3. Password-protect the devices. Each device should require a password to log on to prevent unauthorized people from using the device. This control is a transition from physical to logical controls in setting up a cyber security plan.
Next, think about logical barriers to unauthorized access to data on your devices. Logical measures are to ensure that only authorized users can perform actions or access information in a network or a workstation.
1. Conduct an inventory of your data. Just as you need to know what physical IT is being used by your business, know what type of data you are storing. Do you collect customer emails for a newsletter? Do you have a file of proprietary business information that is your secret sauce to success? Identify your employee data and where it is stored.
2. Execute a plan to logically secure the data. Locks and keys are important to physically securing buildings and rooms, and passwords and encryption are the equivalent for logically securing data. Each employee should have their own password that allows them to access only the data they need to do their job.
a. Use passwords to not only protect the device, but also file folders and documents.
b. Consider using share portals that store documents that are accessible only by those who need access to complete their assigned tasks.
c. Use software that has multi factor authentication. Think about this as a deadbolt which adds a layer of protection.
Next let’s think about ways to make the whole IT structure more secure. Your building may have an alarm system or a monitoring system that will alert you when an intruder is trying to break in. You want the same type of monitoring on your IT.
1. Updated virus protection. Use a reputable anti-malware or virus software and update it regularly. Also, run patches and updates for all your software on a regular basis. Companies push updates periodically to improve the functionality of their software, and often they close off cybersecurity weaknesses that have been identified. You do not want to be leaving a window open that circumvents all the locks on your doors.

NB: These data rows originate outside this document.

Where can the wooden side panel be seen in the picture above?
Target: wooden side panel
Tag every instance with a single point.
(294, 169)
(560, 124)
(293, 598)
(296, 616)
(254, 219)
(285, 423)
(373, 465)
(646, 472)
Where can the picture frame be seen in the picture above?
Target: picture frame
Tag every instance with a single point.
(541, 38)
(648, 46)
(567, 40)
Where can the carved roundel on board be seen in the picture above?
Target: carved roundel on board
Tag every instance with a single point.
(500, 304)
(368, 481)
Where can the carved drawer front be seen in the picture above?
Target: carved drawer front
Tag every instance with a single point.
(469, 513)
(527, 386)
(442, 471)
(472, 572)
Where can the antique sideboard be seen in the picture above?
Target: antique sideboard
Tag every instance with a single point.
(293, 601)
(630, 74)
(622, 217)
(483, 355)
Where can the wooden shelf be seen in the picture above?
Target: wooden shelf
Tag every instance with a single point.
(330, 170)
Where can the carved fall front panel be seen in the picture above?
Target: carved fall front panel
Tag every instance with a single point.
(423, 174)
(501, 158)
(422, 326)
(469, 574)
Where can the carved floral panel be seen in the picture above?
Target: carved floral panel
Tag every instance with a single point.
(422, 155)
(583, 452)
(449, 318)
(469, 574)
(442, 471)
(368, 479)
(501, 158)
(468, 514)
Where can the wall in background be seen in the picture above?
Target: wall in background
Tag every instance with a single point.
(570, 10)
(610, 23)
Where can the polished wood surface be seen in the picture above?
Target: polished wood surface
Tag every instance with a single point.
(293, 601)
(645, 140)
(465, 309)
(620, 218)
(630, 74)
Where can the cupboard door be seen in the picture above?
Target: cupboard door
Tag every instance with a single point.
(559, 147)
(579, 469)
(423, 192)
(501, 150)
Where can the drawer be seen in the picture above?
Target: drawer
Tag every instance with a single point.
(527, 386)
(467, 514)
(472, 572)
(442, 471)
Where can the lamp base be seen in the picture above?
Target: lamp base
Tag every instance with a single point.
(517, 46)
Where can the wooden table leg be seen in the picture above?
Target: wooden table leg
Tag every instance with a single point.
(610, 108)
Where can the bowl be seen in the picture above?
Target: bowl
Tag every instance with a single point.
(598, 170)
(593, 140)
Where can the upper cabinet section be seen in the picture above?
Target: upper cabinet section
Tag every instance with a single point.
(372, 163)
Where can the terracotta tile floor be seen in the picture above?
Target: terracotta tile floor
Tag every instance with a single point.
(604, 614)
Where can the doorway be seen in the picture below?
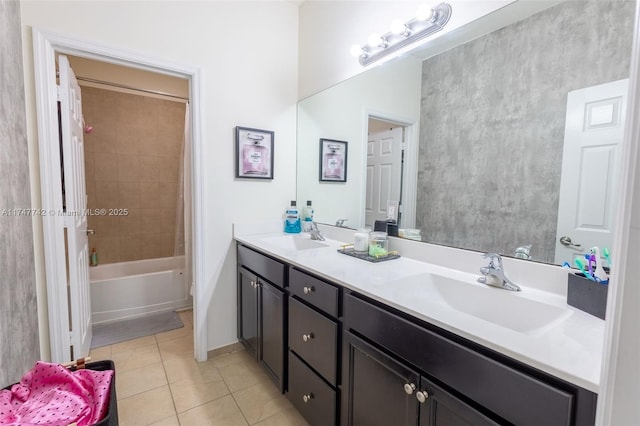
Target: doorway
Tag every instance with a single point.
(386, 189)
(46, 48)
(135, 147)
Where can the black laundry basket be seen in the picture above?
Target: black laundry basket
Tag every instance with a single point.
(111, 418)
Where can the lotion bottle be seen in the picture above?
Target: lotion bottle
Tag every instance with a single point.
(292, 219)
(94, 257)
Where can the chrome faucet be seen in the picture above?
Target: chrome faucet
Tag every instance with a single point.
(315, 232)
(493, 274)
(340, 222)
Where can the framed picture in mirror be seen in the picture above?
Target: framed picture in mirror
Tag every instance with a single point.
(254, 153)
(333, 160)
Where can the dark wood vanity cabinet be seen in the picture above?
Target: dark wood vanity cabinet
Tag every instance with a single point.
(262, 310)
(382, 391)
(346, 359)
(463, 383)
(314, 348)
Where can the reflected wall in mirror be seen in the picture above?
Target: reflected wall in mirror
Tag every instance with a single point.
(485, 131)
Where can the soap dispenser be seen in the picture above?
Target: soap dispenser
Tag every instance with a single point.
(292, 219)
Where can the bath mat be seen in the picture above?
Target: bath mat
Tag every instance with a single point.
(119, 331)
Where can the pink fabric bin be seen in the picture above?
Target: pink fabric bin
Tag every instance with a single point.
(111, 416)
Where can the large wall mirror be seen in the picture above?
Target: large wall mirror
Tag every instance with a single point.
(507, 141)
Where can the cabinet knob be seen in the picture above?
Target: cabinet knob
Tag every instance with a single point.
(409, 388)
(422, 396)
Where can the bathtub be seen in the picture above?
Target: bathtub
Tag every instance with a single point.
(132, 289)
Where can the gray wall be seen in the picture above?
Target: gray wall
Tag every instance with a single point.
(492, 124)
(19, 345)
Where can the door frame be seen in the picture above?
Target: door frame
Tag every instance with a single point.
(410, 170)
(45, 47)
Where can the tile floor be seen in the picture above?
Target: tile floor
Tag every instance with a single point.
(158, 382)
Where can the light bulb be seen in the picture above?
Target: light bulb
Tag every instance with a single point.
(376, 40)
(400, 28)
(424, 12)
(356, 51)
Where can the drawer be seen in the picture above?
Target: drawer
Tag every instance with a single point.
(269, 269)
(320, 294)
(314, 338)
(311, 396)
(516, 396)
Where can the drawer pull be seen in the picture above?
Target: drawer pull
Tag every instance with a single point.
(409, 388)
(422, 396)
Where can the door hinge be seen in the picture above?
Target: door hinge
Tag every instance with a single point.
(59, 93)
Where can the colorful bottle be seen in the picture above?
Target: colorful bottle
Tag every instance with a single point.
(292, 219)
(307, 217)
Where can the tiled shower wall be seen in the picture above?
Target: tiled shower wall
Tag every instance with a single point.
(132, 165)
(19, 341)
(492, 124)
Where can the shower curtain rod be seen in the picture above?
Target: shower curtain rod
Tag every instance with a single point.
(124, 86)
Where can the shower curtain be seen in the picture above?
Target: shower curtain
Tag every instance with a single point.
(182, 246)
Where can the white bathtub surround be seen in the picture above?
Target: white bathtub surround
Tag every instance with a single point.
(570, 347)
(138, 288)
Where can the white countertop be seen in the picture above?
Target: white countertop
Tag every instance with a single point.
(569, 348)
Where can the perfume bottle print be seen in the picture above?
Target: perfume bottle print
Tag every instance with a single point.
(254, 156)
(333, 162)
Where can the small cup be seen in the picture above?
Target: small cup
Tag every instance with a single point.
(361, 241)
(378, 244)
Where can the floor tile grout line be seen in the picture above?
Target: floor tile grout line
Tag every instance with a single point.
(240, 409)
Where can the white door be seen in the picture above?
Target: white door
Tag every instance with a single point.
(75, 204)
(594, 131)
(384, 169)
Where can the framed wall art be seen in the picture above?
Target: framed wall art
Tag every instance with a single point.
(254, 153)
(333, 160)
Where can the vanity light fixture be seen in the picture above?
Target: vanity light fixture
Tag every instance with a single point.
(428, 21)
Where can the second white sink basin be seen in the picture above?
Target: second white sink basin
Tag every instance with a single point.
(293, 242)
(500, 307)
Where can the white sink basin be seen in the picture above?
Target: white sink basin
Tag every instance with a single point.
(293, 242)
(500, 307)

2. Train your employees to identify fraud and phishing attempts. Teach them to not click on unknown links or attachments. Consider limiting the use or access to personal email accounts on work IT.
3. Using the Cloud. Using the cloud or software-as-a-service that depends on the cloud can be a great way to optimize business. Ask about their security. Find out where your data will be stored and what measures are being employed to protect it. Do they encrypt the data in transit? Do they encrypt it at rest? What is their liability if someone hacks them and accesses your data?